The work was hard, but it was done in a position favorable to the lungs, and the men were healthy, brawny fellows; one or two were of remarkable stature.

Up to this moment Silly Billy had fully justified that title. He had stuck to Henry's side like a dog, but with no more interest in the inquiry than a calf, indeed, his wandering eye and vacant face had indicated that his scanty wits were wool-gathering miles from the place that contained his body.

But, as soon as he entered the saw-grinders' room, his features lighted up, and his eye kindled. He now took up a commanding position in the center, and appeared to be listening keenly. And he had not listened many seconds before he cried out, "There's the bad music! there! there!" And he pointed to a grindstone that was turning and doing its work exactly like the others. "Oh, the bad music!" cried Billy. "It is out of tune. It says, 'Murder! murder!

Out of tune!'"

Henry thought it his duty to inspect the grindstone so vigorously denounced, and, naturally enough, went in front of the grinder. But Billy pulled him violently to the side. "You musn't stand there," said he. "That is the way they fly when they break, and kill the poor father, and then the mother lets down her hair, and the boy goes crazed."

By this time the men were attracted by the Anomaly's gestures and exclamations, and several left their work, and came round him.

"What is amiss, Billy? a flawed stone, eh? which is it?"

"Here! here!" said the boy. "This is the wheel of death. Kill it, break it, smash it, before it kills another father."

Henry spoke to the grinder, and asked him if there was anything amiss with the stone.

The man seemed singularly uneasy at being spoken to: however he made answer sullenly that he had seen better ones, and worse ones, and all.
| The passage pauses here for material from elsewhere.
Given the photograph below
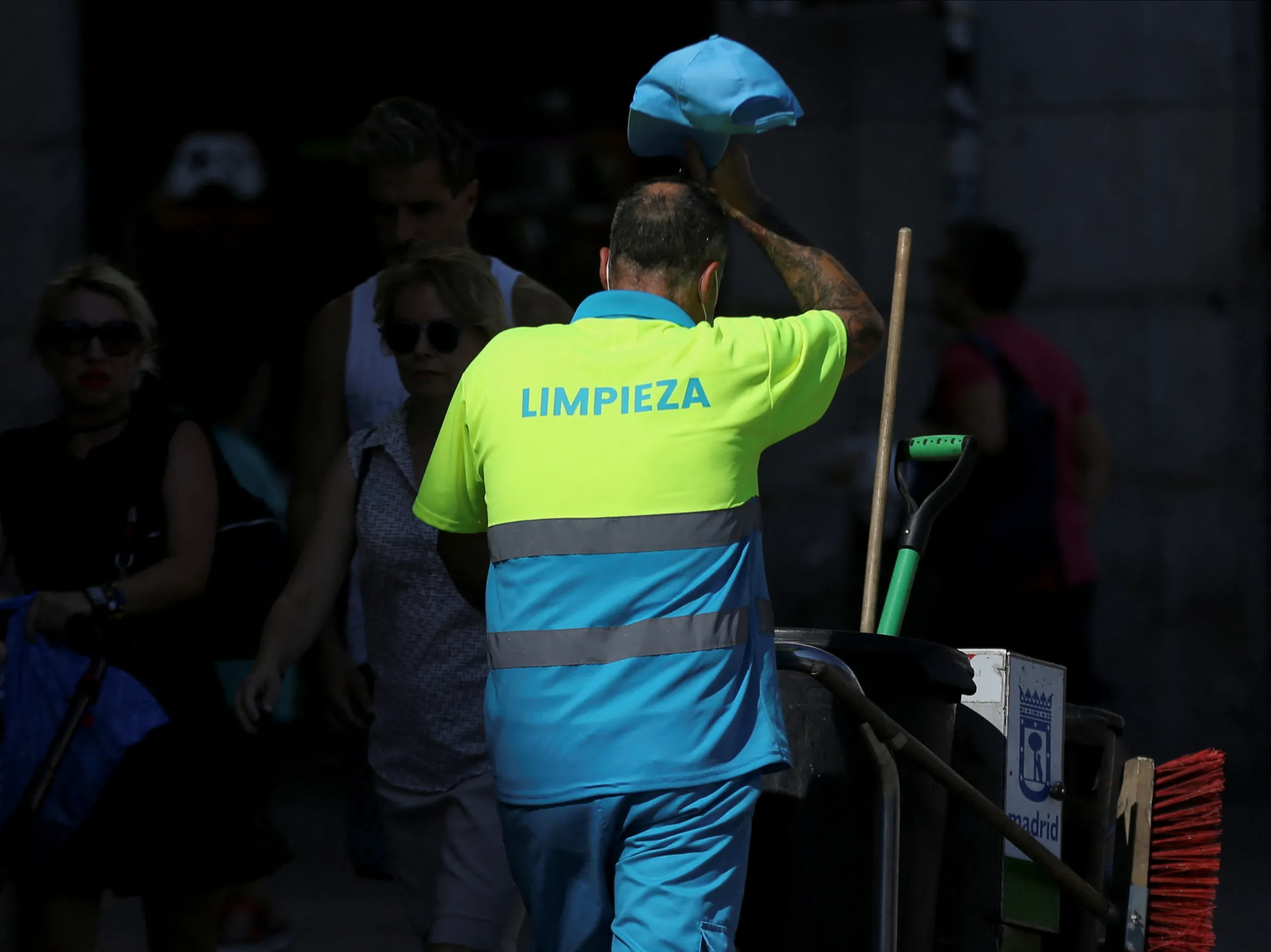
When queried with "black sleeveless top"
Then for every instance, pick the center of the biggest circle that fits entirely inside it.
(65, 522)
Henry was, however, aware, that the breaking of a large grindstone, while revolving by steam power, was a serious, and often a fatal thing; he therefore made a private mark upon the wall opposite the grindstone, and took his excited companion to Bayne. "This poor lad says he has found a defective grindstone. It is impossible for me to test it while it is running. Will you let us into the works when the saw-grinders have left?"

Bayne hem'd and haw'd a little, but consented. He would remain behind half an-hour to oblige Little.

Henry gave the Anomaly his dinner, and then inspected the file-cutters in two great works. Here he found suicide reduced to a system. Whereof anon.

Returning, to keep his appointment with Bayne he met a well-dressed man, who stopped Billy, and accosted him kindly.

Henry strolled on.

He heard their voices behind him all the way, and the man stopped at Cheetham's gate, which rather surprised him. "Has Billy told you what we are at?" said he.

"Yes. But the very look of him was enough. I know Billy and his ways, better than you do."

"Very likely. What, are you coming in with us?"

"If you have no objection."

The door was opened by Bayne in person. He started at the sight of the companion his friend had picked up, and asked him, with marked civility, if there was anything amiss. "Not that I know of," was the reply. "I merely thought that my experience might be of some little service to you in an inquiry of this kind."

"Not a doubt of it, sir," said Bayne, and led the way with his lantern, for it was past sunset. On the road, the visitor asked if anybody had marked the accused stone. Henry said he should know it again. "That is right," said the other.

On entering the room, this personage took Billy by the arm, and held him. "Let us have no false alarms," he said, and blindfolded the boy with his handkerchief in a moment.

And now an examination commenced, which the time and the place rendered curious and striking.